1. Home
  2. CWE Database
  3. CWE-183
Base · Medium

CWE-183: Permissive List of Allowed Inputs

The product implements a protection mechanism that relies on a list of inputs (or properties of inputs) that are explicitly allowed by policy because the inputs are assumed to be safe, but the list is...

CWE-183 · Base Level ·5 CVEs

Description

The product implements a protection mechanism that relies on a list of inputs (or properties of inputs) that are explicitly allowed by policy because the inputs are assumed to be safe, but the list is too permissive - that is, it allows an input that is unsafe, leading to resultant weaknesses.

Potential Impact

Access Control

Bypass Protection Mechanism

Detection Methods

  • Automated Static Analysis High — Automated static analysis, commonly referred to as Static Application Security Testing (SAST), can find some instances of this weakness by analyzing source code (or binary/compiled code) without having to execute it. Typically, this is done by building a model of data flow and control flow, then sea

Real-World CVE Examples

CVE IDDescription
CVE-2019-12799chain: bypass of untrusted deserialization issue (CWE-502) by using an assumed-trusted class (CWE-183)
CVE-2019-10458sandbox bypass using a method that is on an allowlist
CVE-2017-1000095sandbox bypass using unsafe methods that are on an allowlist
CVE-2019-10458CI/CD pipeline feature has unsafe elements in allowlist, allowing bypass of script restrictions
CVE-2017-1000095Default allowlist includes unsafe methods, allowing bypass of sandbox

CWE-697: Incorrect Comparison

The product compares two entities in a security-relevant context, but the comparison is incorrect.

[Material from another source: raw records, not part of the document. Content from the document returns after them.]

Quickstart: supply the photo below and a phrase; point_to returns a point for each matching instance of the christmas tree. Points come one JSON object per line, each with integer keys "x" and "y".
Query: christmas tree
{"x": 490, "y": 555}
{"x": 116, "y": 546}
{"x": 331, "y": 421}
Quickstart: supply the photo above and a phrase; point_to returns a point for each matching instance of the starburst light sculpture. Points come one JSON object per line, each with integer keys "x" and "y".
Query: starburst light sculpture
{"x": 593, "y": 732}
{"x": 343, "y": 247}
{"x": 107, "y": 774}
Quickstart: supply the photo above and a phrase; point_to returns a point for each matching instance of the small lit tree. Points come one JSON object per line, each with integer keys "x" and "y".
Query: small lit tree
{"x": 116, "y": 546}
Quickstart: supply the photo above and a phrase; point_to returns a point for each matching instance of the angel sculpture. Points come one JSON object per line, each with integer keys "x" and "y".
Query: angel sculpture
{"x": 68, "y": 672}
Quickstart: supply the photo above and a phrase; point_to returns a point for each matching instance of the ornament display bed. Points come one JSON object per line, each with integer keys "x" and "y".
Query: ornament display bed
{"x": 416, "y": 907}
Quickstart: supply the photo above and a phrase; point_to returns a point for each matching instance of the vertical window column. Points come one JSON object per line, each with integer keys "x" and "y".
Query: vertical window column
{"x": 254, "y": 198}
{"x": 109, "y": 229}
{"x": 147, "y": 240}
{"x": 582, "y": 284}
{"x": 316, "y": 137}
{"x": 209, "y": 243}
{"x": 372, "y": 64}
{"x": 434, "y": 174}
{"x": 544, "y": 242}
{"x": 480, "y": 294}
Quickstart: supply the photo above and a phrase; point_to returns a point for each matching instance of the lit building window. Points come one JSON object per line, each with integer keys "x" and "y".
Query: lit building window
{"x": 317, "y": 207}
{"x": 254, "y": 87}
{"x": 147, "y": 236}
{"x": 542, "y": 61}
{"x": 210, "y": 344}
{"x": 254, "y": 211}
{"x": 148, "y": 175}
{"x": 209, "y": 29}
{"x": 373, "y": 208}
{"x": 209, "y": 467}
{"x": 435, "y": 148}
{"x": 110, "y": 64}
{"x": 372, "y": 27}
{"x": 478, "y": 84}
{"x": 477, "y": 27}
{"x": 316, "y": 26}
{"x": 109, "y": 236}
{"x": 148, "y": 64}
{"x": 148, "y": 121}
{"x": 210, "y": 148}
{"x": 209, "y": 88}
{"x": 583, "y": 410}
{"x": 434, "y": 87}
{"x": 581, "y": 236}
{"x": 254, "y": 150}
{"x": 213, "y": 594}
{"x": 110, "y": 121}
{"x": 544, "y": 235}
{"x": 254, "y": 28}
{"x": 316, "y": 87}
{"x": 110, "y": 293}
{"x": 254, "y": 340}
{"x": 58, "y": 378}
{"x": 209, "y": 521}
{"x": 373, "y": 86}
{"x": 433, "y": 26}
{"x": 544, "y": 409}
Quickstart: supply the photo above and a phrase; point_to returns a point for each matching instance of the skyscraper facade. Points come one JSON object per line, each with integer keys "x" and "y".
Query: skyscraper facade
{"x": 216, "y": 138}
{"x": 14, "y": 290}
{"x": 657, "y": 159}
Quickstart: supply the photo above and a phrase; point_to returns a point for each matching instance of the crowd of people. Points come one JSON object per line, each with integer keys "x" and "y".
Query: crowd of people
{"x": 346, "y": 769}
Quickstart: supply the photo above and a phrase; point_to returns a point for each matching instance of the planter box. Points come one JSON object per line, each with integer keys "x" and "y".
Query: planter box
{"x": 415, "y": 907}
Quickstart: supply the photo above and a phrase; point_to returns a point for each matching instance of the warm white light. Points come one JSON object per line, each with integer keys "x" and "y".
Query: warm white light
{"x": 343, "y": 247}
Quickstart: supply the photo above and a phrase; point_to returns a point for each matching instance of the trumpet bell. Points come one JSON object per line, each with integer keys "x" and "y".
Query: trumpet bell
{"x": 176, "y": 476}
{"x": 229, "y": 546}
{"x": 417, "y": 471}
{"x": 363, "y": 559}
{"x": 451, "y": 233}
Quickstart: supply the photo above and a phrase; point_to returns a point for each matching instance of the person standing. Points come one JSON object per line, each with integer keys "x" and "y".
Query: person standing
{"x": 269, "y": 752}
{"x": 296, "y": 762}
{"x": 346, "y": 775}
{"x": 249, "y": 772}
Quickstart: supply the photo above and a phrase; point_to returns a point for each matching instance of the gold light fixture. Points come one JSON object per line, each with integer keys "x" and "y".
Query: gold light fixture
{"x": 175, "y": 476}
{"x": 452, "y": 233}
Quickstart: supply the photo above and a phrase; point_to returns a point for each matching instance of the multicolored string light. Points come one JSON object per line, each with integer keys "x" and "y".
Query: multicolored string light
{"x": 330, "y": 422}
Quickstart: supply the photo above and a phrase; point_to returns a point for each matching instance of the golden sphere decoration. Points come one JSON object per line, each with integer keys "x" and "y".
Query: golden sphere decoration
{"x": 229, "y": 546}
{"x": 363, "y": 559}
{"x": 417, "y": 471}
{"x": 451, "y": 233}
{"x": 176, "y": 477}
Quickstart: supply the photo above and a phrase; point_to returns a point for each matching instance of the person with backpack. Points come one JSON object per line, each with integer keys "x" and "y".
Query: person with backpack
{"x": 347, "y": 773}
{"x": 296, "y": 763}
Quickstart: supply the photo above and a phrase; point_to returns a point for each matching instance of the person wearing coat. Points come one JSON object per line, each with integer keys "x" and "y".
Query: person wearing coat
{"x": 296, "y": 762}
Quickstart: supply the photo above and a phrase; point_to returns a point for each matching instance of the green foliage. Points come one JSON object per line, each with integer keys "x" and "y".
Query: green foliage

CWE-434: Unrestricted Upload of File with Dangerous Type

The product allows the upload or transfer of dangerous file types that are automatically processed within its environmen...

Taxonomy Mappings

  • PLOVER: — Permissive Whitelist

Frequently Asked Questions

What is CWE-183?

CWE-183 (Permissive List of Allowed Inputs) is a software weakness identified by MITRE's Common Weakness Enumeration. It is classified as a Base-level weakness. The product implements a protection mechanism that relies on a list of inputs (or properties of inputs) that are explicitly allowed by policy because the inputs are assumed to be safe, but the list is...

How can CWE-183 be exploited?

Attackers can exploit CWE-183 (Permissive List of Allowed Inputs) to bypass protection mechanism. This weakness is typically introduced during the Implementation phase of software development.

How do I prevent CWE-183?

Follow secure coding practices, conduct code reviews, and use automated security testing tools (SAST/DAST) to detect this weakness early in the development lifecycle.

What is the severity of CWE-183?

CWE-183 is classified as a Base-level weakness (Medium abstraction). It has been observed in 5 real-world CVEs.